Re: Lucid statement of the MV vs RM position?

From: paul c <toledobythesea_at_oohay.ac>
Date: Wed, 03 May 2006 15:06:17 GMT
Message-ID: <JF36g.113324$WI1.32273_at_pd7tw2no>


Jon Heggland wrote:
> paul c wrote:
>

>>An example that some may not find very interesting, ie., too simple but
>>still troubles me might be "the sets/combinations of parts that a
>>supplier will agree to ship" having no other attributes than S# and P#,
>>eg., SP { S#, {P#}} where I'm intending {P#} to mean a set of parts. I'm
>>interested to know of the other writers or what they say.

>
>
> The standard examples of Date & co. is relvars and their keys, and
> (iirc) functional dependencies. Those two both involve set-valued
> attributes, and they can't be "flattened" without losing information
> (unless you introduce an identifying attribute for each set). Your
> example is equivalent, I think.
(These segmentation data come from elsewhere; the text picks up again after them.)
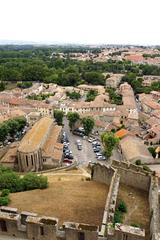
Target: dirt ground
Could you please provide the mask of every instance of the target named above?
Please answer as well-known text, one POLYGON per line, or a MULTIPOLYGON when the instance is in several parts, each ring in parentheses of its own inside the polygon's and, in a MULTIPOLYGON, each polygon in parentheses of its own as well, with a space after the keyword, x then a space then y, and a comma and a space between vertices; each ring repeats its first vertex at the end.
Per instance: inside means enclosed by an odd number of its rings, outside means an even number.
POLYGON ((59 218, 101 225, 108 187, 80 176, 50 176, 49 187, 10 194, 10 207, 59 218))
POLYGON ((123 200, 127 205, 123 224, 137 224, 146 231, 149 239, 149 203, 148 193, 126 185, 120 185, 118 202, 123 200))

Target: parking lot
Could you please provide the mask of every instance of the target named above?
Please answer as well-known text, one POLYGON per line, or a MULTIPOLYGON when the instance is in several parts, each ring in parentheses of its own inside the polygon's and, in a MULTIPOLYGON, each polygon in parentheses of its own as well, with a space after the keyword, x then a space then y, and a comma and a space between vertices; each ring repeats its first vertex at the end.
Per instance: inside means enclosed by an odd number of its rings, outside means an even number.
POLYGON ((69 129, 68 121, 65 119, 63 131, 66 132, 69 139, 69 149, 72 151, 74 160, 78 162, 78 165, 88 165, 89 162, 97 162, 96 154, 93 151, 92 143, 82 137, 73 135, 69 129), (82 150, 78 150, 76 141, 80 140, 82 144, 82 150))

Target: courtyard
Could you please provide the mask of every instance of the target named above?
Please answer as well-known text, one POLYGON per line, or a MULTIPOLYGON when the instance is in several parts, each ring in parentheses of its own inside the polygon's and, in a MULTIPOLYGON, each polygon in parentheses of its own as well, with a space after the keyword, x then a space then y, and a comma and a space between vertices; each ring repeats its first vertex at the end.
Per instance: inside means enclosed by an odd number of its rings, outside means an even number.
POLYGON ((100 226, 107 198, 105 184, 86 181, 80 176, 49 178, 49 187, 10 194, 10 207, 52 216, 65 221, 88 223, 100 226))

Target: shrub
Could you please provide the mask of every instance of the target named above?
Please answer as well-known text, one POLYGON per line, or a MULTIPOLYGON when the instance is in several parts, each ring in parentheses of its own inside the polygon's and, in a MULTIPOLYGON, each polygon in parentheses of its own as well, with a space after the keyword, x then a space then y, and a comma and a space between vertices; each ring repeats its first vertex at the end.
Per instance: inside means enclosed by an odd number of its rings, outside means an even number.
POLYGON ((9 193, 10 193, 9 189, 3 189, 1 193, 1 197, 6 197, 9 195, 9 193))
POLYGON ((20 177, 13 171, 0 174, 0 190, 3 189, 9 189, 10 192, 22 191, 20 177))
POLYGON ((9 196, 0 197, 0 206, 7 206, 10 202, 9 196))
POLYGON ((127 206, 124 201, 120 201, 120 203, 118 204, 118 210, 122 213, 127 212, 127 206))
POLYGON ((91 178, 90 177, 86 177, 86 181, 91 181, 91 178))
POLYGON ((151 172, 151 169, 146 165, 143 166, 143 170, 145 170, 147 172, 151 172))
POLYGON ((141 165, 142 163, 141 163, 141 160, 136 160, 136 165, 141 165))
POLYGON ((48 187, 47 177, 28 173, 22 178, 23 190, 44 189, 48 187))
POLYGON ((114 213, 113 224, 115 225, 116 223, 122 223, 122 221, 123 221, 123 214, 118 209, 116 209, 114 213))
POLYGON ((132 226, 132 227, 140 228, 140 225, 139 225, 139 224, 136 224, 136 223, 132 223, 131 226, 132 226))

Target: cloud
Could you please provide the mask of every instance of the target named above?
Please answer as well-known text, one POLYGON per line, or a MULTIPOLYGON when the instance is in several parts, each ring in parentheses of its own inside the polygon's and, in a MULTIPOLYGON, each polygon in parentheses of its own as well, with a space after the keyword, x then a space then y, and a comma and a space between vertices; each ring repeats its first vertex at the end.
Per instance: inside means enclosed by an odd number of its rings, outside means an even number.
POLYGON ((160 44, 159 0, 0 0, 0 39, 160 44))

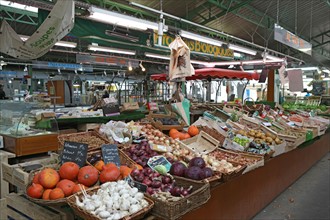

Anyway, isn't that you on the TTM list?
> You should know about Darwen's group-ungroup normal form, then.

Yes and I admire Darwen's approach to things even though there is much in TTM and elsewhere that I'm not yet capable of understanding. There seems to be something elemental about g-unf but I was trying to step back from that because ttm's machinery is a little vast for me and the strictures often trip me up (was also trying to think of an example with as few technical connotations as possible or other baggage such as telephone number examples). Of course going at it this way has the big disadvantage that one is often left at a loss for words, ie. concepts!